A indústria global do turismo perderá, pelo menos, 1,2 biliões de dólares este ano, em consequência das restrições de viagens e retração dos consumidores durante a pandemia do novo coronavírus, de acordo com o relatório, divulgado esta quarta-feira, pela Conferência das Nações Unidas, sobre Comércio e Desenvolvimento.

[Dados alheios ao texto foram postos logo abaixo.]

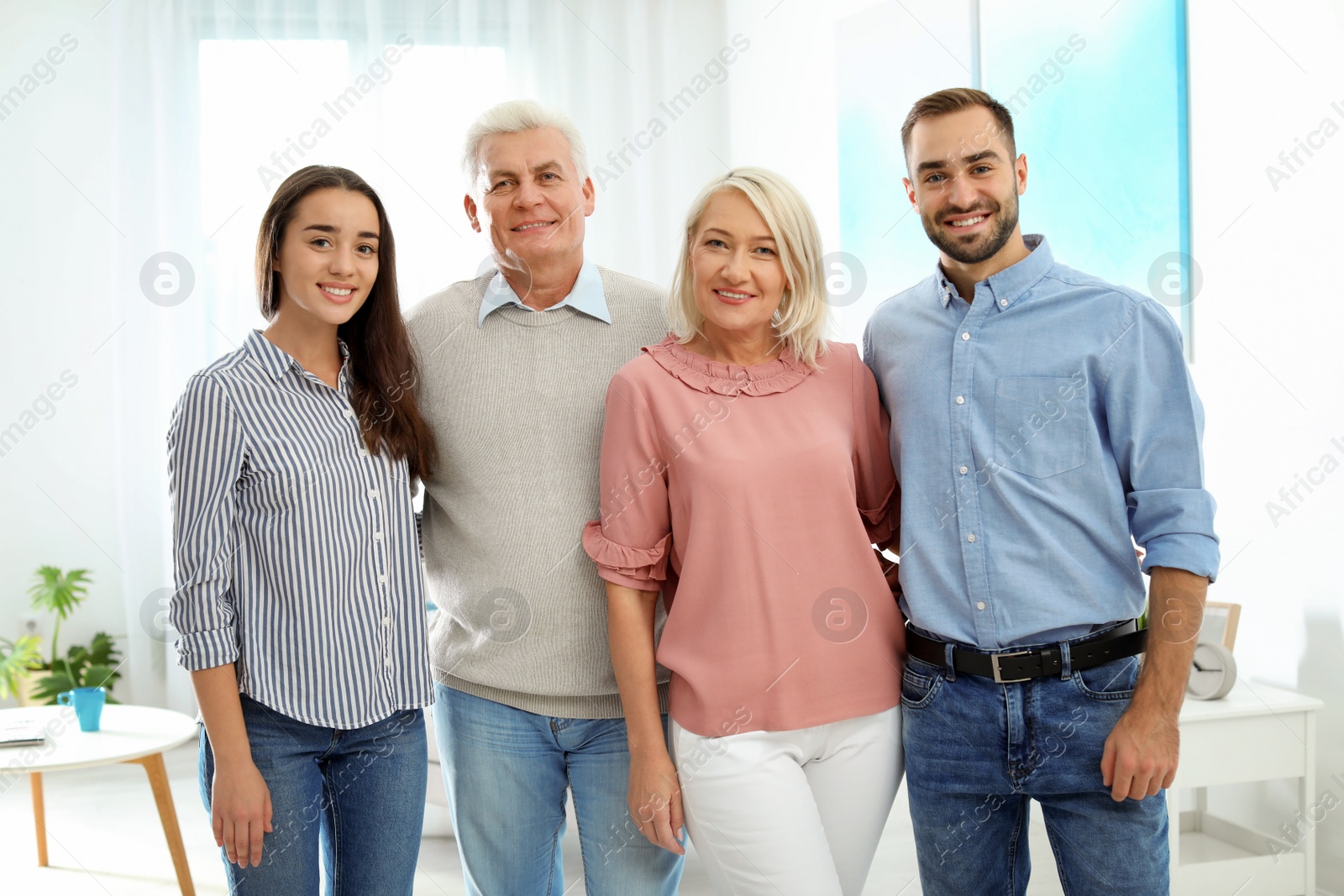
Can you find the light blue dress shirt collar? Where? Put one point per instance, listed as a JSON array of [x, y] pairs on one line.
[[1038, 434], [586, 297], [1011, 282]]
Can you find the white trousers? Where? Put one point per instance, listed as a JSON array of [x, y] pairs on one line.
[[790, 812]]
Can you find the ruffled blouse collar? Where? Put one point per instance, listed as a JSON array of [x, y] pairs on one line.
[[706, 375]]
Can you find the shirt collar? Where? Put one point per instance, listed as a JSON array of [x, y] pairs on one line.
[[276, 360], [1011, 282], [586, 297]]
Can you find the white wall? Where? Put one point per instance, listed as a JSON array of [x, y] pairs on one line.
[[57, 483], [1267, 364]]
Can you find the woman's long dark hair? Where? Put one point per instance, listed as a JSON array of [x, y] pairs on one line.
[[382, 363]]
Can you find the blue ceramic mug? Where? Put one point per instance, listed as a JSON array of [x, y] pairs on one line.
[[87, 703]]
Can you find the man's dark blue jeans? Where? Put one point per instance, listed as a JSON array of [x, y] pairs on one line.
[[978, 752]]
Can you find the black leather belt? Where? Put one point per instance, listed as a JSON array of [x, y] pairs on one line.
[[1122, 641]]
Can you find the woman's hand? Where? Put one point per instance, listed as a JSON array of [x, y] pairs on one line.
[[655, 799], [239, 812]]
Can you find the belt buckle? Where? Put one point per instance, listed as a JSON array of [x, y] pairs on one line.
[[994, 663]]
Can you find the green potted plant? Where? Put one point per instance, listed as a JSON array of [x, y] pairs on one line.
[[58, 593], [94, 665], [17, 660]]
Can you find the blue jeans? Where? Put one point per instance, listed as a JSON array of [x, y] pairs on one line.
[[978, 754], [507, 773], [355, 797]]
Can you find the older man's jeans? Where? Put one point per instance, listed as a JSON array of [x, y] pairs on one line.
[[978, 752], [507, 774]]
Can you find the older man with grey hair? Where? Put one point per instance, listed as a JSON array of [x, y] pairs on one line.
[[515, 367]]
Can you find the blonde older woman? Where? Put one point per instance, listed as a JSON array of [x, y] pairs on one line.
[[745, 476]]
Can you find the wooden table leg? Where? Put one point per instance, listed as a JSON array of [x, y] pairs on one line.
[[168, 815], [39, 815]]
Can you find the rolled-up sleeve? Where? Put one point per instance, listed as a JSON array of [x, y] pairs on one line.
[[1156, 427], [875, 479], [633, 537], [206, 450]]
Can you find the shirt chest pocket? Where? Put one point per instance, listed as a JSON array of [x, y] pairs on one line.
[[1041, 425]]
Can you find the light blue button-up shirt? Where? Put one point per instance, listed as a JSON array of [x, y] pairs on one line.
[[1034, 432], [588, 296]]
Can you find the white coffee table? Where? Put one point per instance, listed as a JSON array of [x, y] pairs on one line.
[[129, 734]]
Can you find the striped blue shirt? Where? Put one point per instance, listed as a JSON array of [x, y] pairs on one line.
[[295, 548]]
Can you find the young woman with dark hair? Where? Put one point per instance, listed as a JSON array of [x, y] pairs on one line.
[[299, 590]]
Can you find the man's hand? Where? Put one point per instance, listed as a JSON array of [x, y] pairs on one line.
[[1142, 752], [890, 570]]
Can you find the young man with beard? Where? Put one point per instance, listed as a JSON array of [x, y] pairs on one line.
[[1042, 418]]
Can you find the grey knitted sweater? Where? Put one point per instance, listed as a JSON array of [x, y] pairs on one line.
[[517, 406]]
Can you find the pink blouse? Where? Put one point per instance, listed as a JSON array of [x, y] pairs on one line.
[[752, 497]]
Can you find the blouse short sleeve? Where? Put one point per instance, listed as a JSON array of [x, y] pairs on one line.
[[631, 540], [875, 479]]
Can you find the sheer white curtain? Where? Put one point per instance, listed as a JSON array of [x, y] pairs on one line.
[[214, 102]]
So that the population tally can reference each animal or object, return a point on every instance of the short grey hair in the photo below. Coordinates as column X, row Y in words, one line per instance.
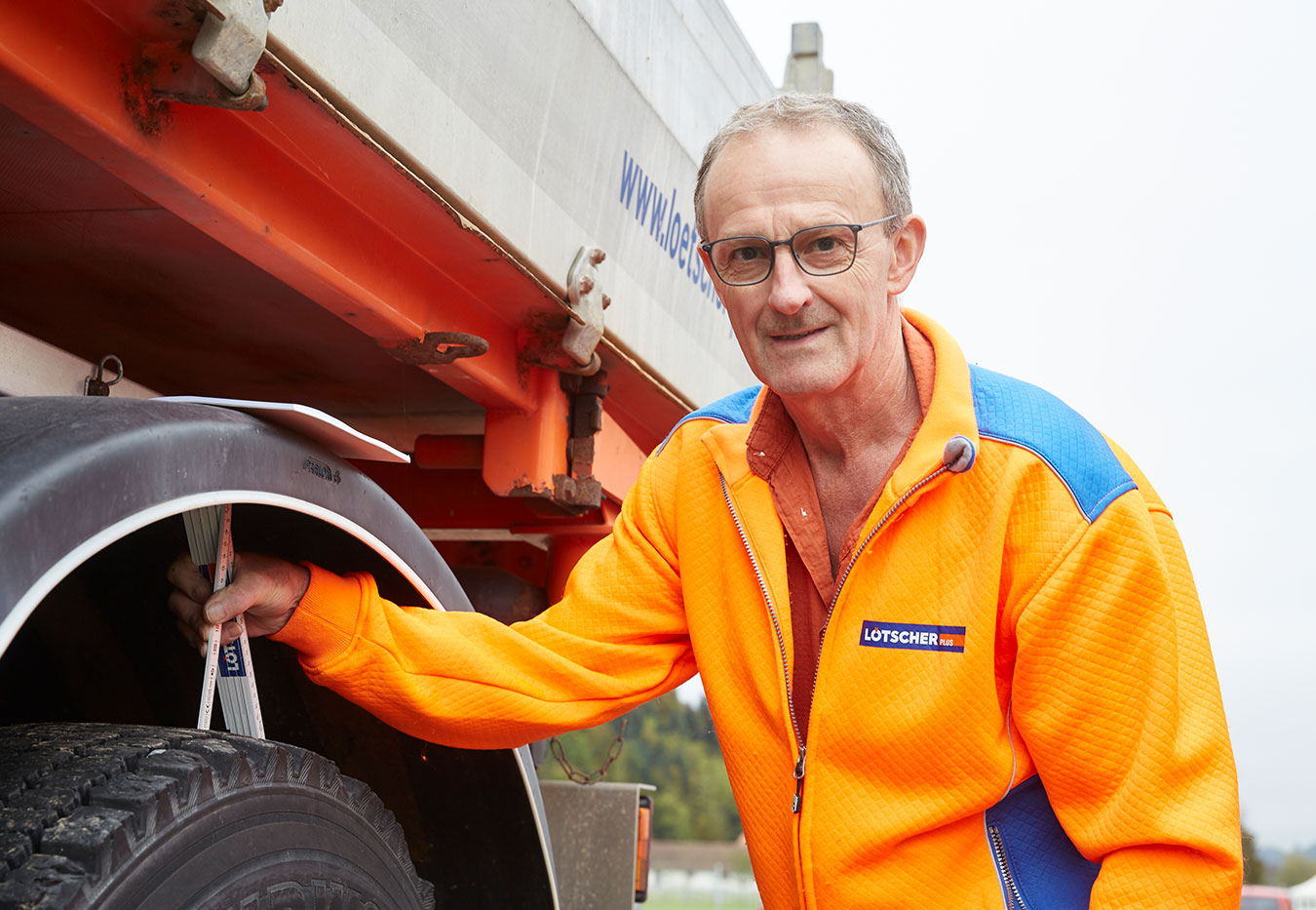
column 801, row 112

O relatório vem ainda alertar que estas perdas, equivalentes a 1,5% da economia mundial, podem chegar a 3,3 biliões de dólares se o impacto nas viagens internacionais de lazer persistir até março de 2021, com os efeitos mais severos que afetam os países em desenvolvimento e as ilhas.
De entre alguns efeitos detalhados neste estudo, destaca-se o colapso do turismo na Jamaica que poder custar-lhe cerca de 11% do seu Produto Interno Bruto (PIB), a par da Tailândia onde a redução no PIB deverá chegar aos 9%.
Segundo a UNCTAD, a estes destinos, mais afetados, juntam-se ainda o Quénia, Egito e Malásia que correm o risco de perder mais de 3% de seu PIB.
A análise foca ainda o impacto sobre o emprego, apontando que a receita perdida pode traduzir-se num aumento acentuado do desemprego em alguns países, com as quedas a poder atingir, por exemplo, os 12% na Tailândia, 11% na Jamaica e 9% na Croácia.
Esta leitura do futuro do setor do turismo, em termos globais, dá ainda nota de que os países que designa como “mais ricos”, por terem economias mais diversificadas, como França, Grécia, Itália, Portugal, Espanha e EUA, também podem perder muitos milhões de dólares em receita de turismo.